Vous essayez de nous donner le sentiment qu'on a créé là-bas toutes les conditions pour qu'une vie normale puisse s'instaurer, alors que le sinistre dure depuis plus de trois semaines. Il est en effet du devoir de l'Etat d'assurer la continuité des services publics sur n'importe quelle partie du territoire national, quelle qu'en soit la situation. Or il est aujourd'hui plus facile de vivre sur des îles telles que la Corse, la Guadeloupe ou la Martinique, quotidiennement reliées à la métropole par des transports publics, maritimes ou aériens, que dans le canton de Saint-Etienne-de-Tinée, dans le haut pays niçois ! Je trouve déplorable qu'au bout de quinze jours on nous ait «lâché» trois hélicoptères de l'armée, d'ailleurs payés par les collectivités locales. La solidarité nationale commandait en effet que ce soit l'Etat qui les prenne en charge; il s'agit d'équipements lourds de l'armée, qui appartiennent aux citoyens français et auxquels les habitants de la haute Tinée contribuent eux aussi par le biais de l'impôt national.

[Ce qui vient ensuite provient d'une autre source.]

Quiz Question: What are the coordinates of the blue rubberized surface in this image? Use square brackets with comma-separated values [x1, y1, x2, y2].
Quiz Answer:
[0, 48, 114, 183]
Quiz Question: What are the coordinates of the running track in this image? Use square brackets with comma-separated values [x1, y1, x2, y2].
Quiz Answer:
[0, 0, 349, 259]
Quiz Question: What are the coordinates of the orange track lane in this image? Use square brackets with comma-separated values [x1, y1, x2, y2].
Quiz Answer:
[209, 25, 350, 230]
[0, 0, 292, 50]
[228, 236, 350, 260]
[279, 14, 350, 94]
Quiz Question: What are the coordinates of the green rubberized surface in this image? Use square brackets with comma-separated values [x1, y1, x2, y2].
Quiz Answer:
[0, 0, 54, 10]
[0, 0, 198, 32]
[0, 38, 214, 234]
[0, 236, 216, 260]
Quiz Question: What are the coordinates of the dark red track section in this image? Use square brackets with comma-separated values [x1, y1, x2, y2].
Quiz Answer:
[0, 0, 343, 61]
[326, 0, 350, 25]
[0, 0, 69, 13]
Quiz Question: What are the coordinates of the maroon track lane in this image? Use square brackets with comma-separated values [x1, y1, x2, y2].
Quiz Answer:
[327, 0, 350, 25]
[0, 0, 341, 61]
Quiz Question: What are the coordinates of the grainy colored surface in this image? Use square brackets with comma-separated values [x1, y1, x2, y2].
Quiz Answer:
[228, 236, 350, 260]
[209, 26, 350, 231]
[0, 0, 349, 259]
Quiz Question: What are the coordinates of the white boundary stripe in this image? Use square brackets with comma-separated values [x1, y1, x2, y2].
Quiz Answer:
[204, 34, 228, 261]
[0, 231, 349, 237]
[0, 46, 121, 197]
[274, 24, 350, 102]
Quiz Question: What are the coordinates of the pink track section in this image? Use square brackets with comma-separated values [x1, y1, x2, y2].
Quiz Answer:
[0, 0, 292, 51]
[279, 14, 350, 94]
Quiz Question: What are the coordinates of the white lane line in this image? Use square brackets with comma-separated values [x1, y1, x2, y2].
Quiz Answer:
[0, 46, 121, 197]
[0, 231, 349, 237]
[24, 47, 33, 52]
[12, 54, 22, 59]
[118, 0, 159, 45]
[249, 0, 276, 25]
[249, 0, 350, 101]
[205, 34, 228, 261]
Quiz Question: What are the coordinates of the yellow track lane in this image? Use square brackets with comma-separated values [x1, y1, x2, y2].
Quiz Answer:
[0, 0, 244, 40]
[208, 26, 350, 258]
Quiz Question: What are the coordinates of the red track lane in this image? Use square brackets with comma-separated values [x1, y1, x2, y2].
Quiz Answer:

Vous nous dites que tout est réglé au plan sanitaire. Pourtant, quelqu'un qui habite à une heure de l'hôpital de son chef-lieu de département, Nice, par la voie de circulation normale, devrait, en cas de drame sanitaire au milieu de la nuit, prendre une ambulance, emprunter un col non sécurisé à 2 900 mètres d'altitude pour rejoindre, au bout de cinq heures, l'hôpital de Gap ! Est-ce normal, de la part de votre gouvernement, de traiter ainsi la population ?
On nous dit gentiment et avec ironie que La Poste achemine le courrier trois fois par semaine. Mais n'est-il pas de son devoir de l'acheminer tous les jours de la semaine sur toutes les parcelles du territoire national ? Je pourrais vous citer bien d'autres exemples, monsieur le ministre...
Nous allons devoir panser nos plaies. La situation économique est épouvantable. Nous perdons des emplois. Les entreprises ne peuvent plus ni fournir leurs clients ni se fournir depuis plus de trois semaines. Est-ce que vous savez ce que cela signifie, lorsque plus un centime n'entre dans votre caisse pendant une aussi longue période ? La seule solution est de déclarer cette zone sinistrée au titre des catastrophes naturelles car cette situation est prévue dans les contrats d'assurance.
Vous m'avez répondu, monsieur le ministre, ce qui est un encouragement minimum, que vous aviez demandé au préfet d'approfondir l'analyse de cette situation. Mais le préfet lui-même m'avait affirmé avoir communiqué au ministère de l'intérieur tous les éléments nécessaires pour appuyer cette demande de classement en zone sinistrée !
Je souhaitais vous entendre dire ce matin que le Gouvernement proposerait ce classement demain en conseil des ministres, ce qui aurait, après tant d'angoisse, de douleur et de larmes, mis un peu de baume au coeur de l'ensemble de mes concitoyens du canton de la haute Tinée.
Je regrette profondément que vous ne me répondiez pas précisément et que vous ne m'affirmiez pas, d'ores et déjà, pour rassurer mes concitoyens, que vous êtes prêt à prendre cette décision.